# AWOL Denied LTC Renewal



## RECONED (Jul 9, 2014)

Isn't it an act of discretionary abuse when a chief denied an individual the right to carry based on Awol status in the National Guard? And by the way, this soldier is now serving in the reserve. Never once been to jail, no DUI, never been confined to a mental institution, just none of the reasons that would normally prevent someone from obtaining an LTC. He carried for work as an armed security officer for years. His commitment to care for himself and family has always been a top priority. could this be a political or just vague decisions that don't bear the real understanding of an individual right?


----------



## Goose (Dec 1, 2004)

The unfortunate reality is that some Chiefs can and will be dicks when there is any reason whatsoever to deny a LTC. The issue as I see it is that they are allowed to, and they are not protected under the MGL from a civil claim for issuance based on good faith so many of them will tuck their tail beneath their legs and deny or restrict a LTC.

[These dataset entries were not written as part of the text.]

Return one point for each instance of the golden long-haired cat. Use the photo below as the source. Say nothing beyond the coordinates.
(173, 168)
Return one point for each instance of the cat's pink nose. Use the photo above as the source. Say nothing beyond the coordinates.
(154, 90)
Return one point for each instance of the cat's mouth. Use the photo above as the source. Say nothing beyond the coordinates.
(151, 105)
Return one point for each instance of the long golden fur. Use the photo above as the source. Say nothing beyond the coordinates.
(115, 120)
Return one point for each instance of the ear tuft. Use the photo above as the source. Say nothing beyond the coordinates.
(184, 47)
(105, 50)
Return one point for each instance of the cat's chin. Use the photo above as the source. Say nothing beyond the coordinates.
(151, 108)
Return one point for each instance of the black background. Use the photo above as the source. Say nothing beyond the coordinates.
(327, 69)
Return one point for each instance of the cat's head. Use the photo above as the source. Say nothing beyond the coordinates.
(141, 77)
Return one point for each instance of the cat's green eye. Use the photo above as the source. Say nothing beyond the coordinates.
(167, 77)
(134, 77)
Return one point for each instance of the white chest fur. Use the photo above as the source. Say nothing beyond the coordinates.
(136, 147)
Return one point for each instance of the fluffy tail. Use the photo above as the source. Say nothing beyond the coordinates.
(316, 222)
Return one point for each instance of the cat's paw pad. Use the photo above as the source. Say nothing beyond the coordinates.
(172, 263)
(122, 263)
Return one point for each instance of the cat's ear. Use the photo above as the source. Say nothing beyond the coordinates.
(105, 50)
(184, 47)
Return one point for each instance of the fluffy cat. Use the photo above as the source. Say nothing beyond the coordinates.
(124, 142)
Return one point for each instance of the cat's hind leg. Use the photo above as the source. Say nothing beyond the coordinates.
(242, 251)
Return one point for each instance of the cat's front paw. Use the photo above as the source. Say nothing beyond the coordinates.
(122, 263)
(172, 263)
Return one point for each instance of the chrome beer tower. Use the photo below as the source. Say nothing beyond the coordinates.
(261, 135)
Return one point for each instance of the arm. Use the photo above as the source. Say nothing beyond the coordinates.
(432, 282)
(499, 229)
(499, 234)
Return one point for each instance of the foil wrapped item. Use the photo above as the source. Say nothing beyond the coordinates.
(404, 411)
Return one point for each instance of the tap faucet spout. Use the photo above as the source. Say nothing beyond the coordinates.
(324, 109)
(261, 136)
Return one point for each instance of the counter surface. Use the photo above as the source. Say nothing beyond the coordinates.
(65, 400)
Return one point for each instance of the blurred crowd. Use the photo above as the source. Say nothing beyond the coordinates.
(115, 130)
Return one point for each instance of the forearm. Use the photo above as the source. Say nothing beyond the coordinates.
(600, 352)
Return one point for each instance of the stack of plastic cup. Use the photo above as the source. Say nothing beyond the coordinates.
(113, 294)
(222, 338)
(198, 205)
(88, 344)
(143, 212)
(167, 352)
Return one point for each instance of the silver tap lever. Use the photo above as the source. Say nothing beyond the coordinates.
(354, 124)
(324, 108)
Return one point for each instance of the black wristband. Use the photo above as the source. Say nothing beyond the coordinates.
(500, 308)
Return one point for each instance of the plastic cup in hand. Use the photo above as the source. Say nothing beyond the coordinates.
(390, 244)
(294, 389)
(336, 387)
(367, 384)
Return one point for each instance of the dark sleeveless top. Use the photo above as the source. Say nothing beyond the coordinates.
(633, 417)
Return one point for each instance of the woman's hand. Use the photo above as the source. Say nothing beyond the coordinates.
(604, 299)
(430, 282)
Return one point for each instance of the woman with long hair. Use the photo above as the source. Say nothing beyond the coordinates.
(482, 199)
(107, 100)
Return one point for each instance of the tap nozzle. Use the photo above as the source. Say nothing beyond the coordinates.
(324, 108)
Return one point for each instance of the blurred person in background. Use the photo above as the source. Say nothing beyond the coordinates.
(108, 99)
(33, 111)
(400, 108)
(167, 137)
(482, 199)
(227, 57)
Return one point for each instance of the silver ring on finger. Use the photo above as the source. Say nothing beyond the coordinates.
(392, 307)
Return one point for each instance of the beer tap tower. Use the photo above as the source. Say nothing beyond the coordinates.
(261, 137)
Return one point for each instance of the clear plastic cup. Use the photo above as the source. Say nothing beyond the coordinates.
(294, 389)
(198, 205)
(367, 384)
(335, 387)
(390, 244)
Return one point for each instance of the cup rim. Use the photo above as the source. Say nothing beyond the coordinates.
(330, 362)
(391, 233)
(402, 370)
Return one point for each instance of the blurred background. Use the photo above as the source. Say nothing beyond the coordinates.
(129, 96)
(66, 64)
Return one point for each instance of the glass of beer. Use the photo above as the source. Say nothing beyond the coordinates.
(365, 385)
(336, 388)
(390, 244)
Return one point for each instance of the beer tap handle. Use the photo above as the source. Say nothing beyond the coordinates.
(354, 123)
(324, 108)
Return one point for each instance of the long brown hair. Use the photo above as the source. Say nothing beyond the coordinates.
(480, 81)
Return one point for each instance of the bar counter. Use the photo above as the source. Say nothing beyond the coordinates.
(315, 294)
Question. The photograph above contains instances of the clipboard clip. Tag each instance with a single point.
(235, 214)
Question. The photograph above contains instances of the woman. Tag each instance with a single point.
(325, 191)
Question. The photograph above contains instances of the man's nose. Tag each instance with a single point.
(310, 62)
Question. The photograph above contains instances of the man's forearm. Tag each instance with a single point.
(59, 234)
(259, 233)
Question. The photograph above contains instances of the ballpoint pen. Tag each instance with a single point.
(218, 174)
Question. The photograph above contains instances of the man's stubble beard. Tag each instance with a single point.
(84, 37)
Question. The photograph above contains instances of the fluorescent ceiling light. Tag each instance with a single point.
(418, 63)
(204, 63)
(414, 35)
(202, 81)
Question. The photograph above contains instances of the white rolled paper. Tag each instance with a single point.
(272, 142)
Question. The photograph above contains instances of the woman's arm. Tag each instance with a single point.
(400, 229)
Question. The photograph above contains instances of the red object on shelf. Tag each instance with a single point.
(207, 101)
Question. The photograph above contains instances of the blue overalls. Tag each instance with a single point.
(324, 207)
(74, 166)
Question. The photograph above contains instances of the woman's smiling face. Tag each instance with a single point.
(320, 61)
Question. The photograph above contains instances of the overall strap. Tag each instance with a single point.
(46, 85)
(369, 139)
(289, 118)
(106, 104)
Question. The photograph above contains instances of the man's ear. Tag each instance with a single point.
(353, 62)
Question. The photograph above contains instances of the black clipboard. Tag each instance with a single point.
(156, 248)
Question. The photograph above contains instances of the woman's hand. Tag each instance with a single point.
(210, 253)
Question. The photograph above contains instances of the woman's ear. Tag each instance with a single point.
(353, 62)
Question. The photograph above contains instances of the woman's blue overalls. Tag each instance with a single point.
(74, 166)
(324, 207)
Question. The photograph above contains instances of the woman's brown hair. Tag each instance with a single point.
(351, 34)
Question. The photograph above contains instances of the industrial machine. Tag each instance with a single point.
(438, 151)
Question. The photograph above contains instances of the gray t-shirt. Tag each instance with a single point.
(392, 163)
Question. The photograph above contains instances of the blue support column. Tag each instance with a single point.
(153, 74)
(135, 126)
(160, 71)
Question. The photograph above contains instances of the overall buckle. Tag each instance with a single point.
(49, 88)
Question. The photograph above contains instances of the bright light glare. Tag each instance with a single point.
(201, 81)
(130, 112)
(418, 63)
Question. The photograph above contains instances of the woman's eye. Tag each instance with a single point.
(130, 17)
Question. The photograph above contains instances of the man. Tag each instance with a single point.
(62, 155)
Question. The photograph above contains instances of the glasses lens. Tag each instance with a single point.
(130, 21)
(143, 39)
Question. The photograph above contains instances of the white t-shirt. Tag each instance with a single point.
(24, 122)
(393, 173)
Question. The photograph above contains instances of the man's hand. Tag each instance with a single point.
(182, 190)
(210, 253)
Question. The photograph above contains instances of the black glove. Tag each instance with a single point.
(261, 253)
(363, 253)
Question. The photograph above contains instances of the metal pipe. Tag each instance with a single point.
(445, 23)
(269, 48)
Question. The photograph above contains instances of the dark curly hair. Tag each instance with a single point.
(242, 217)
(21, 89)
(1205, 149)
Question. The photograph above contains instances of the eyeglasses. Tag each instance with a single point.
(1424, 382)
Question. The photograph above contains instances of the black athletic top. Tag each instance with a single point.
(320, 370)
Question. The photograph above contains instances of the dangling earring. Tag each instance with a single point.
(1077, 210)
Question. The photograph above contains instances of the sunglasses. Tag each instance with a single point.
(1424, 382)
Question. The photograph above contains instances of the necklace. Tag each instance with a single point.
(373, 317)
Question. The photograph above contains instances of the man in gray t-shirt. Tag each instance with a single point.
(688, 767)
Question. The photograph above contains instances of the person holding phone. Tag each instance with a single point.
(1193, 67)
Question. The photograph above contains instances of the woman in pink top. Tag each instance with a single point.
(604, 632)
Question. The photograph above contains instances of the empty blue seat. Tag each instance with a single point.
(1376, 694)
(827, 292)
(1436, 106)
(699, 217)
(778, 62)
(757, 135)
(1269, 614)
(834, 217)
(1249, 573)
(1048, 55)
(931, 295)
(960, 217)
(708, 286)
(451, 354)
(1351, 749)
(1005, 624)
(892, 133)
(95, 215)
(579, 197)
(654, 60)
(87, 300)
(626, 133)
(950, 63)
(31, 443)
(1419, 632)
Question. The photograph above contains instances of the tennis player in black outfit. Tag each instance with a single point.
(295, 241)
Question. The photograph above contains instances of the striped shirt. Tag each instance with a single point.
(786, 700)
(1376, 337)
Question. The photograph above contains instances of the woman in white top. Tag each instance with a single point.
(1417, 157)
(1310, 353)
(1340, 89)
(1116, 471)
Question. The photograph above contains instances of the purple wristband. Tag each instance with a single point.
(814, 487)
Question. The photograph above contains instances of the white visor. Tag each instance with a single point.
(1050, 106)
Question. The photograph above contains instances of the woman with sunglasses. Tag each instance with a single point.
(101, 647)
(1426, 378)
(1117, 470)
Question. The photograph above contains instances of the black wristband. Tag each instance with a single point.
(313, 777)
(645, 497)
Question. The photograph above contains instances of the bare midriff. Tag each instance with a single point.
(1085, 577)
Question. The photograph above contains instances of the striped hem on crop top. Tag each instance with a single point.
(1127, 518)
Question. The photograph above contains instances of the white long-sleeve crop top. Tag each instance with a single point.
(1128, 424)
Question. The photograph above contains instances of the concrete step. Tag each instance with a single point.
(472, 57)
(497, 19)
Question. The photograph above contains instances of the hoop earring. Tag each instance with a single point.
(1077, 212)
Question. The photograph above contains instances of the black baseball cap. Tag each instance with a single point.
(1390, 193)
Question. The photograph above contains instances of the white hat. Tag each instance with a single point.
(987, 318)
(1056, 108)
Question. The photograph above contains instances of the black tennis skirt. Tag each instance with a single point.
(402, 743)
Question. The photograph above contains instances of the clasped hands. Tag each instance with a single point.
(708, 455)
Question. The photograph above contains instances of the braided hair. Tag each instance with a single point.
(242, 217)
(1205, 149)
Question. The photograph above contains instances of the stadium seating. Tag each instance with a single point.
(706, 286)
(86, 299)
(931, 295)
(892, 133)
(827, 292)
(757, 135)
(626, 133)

If this individual is still working as an armed security officer, you should have "them" get a letter from their employer stating such. Otherwise I would have "them" call the Chief so they can sit down and explain their situation and what they have to say and see what the Chief's position is. If all that fails, it can be a costly proposal but you do have the option of getting an attorney and appealing the denial to the court. Good luck.

PS - Nobody here likes the MA firearms laws any more than you do...trust me on that one.


----------



## pahapoika (Nov 5, 2006)

it will only get worse with this latest bill


----------



## Cloverleaf Firearms Group (Jun 9, 2014)

pahapoika said:


> it will only get worse with this latest bill


I'm still digesting it, but the revision appears to put the burden on chief to outline a public safety issue for a denial. ..

Don't quote me on that yet.


----------



## Johnny Law (Aug 8, 2008)

Cloverleaf Firearms Group said:


> I'm still digesting it, but the revision appears to put the burden on chief to outline a public safety issue for a denial. ..
> 
> Don't quote me on that yet.


Nope, you are 100% right on that.


----------